Compilation album by Siti Nurhaliza
- Released: 10 December 2007
- Genre: Pop, traditional non-western music
- Label: Suria Records
- Producer: Dato' Siti Nurhaliza, Pak Ngah, S. Atan, Yassin & Suflan Faidzal

Singles from Permata Irama
- "Cindai"; "Balqis"; "Nirmala"; "Hati Kama";

= Permata Irama =

Permata Irama is the special compilation album by Malaysian pop singer-songwriter Dato' Siti Nurhaliza which was released on sometimes around the year, 2008 before the released of Lentera Timur.

==History==
Although we had never even heard about the news reporting that Siti will be releasing a compilation album on that year, Suria Records finally released the traditional compilation album which combined all the biggest ethnic hits songs by Siti such as "Balqis", "Cindai", "Hati Kama" her duet with the renowned singer Noraniza Idris and plus the rare song that usually included in any of Siti's traditional album, her duets with Tan Sri Dato SM Salim in "Pandang-Pandang, Jeling-Jeling" & "Bergending Dang Gong" where the later one composed by Pak Ngah and lyrics penned by Siso.

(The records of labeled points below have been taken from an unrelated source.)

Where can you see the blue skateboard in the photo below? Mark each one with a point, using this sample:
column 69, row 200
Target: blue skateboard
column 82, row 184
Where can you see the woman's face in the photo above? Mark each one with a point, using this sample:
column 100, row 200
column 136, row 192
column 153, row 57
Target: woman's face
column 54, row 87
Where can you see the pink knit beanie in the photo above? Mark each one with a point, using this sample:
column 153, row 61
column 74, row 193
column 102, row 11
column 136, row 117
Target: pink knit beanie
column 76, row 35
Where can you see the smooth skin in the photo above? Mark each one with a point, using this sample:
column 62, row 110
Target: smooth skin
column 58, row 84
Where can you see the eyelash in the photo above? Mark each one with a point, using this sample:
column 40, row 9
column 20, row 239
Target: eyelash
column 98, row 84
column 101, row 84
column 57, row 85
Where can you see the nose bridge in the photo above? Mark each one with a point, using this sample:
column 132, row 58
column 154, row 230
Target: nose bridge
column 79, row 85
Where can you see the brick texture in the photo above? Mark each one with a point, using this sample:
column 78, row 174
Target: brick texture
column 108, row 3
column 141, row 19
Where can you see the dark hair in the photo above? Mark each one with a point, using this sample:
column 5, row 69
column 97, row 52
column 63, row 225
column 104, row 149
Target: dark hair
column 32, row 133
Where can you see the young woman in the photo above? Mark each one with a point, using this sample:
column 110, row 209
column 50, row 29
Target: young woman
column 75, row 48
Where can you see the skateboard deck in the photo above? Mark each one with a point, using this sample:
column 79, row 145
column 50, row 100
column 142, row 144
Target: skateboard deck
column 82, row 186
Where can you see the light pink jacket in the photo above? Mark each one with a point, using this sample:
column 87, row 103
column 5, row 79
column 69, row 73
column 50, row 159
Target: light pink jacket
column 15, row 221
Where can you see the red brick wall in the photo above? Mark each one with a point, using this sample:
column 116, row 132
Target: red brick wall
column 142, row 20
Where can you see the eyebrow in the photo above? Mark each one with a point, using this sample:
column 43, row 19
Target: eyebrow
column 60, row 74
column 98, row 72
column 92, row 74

The most anticipated ethic compilation album spawned other haunting tunes such as "Badarsila", "Ya Maulai", "Nirmala" & "Lagu Rindu" the only song composed by Yassin himself. This album is a must have for all the lovers of Siti's creative ethnic albums as it had the collections of all Siti's greatest hits ethnic songs including the ones that rarely can be found on her other albums. Most of the songs are dominated by composers such as Pak Ngah, S.Atan & many others and many of the songs are recognised and winning many awards here and abroad.

==Track listing==

| # | Title | Songwriter(s) |
|---|---|---|
| 1. | "Lagu Rindu" | Yassin |
| 2. | "Pandang-Pandang Jeling-Jeling" | S. Atan, Tan Sri Dato SM Salim |
| 3. | "Cindai" | Pak Ngah, Hairul Anuar Harun |
| 4. | "Balqis" | Pak Ngah, Hairul Anuar Harun |
| 5. | "Badarsila" | Suflan Faidzal, Lokgha |
| 6. | "Hati Kama" | Pak Ngah, Hairul Anuar Harun |
| 7. | "Bergending Dang Gong" | Pak Ngah, Siso |
| 8. | "Ya Maulai" | Pak Ngah, Hairul Anuar Harun |
| 9. | "Nirmala" | Pak Ngah, Ce'kem |
| 10. | "Joget Berhibur" | Rahim Jantan, Siso |
| 11. | "Kurik Kundi" | Pak Ngah, Nurul Asyiqin |
| 12. | "Sakti" | Mohar, Loloq |

This album features 12 greatest traditional songs in Siti's credit and are arranged according to the popularity of these songs by fans.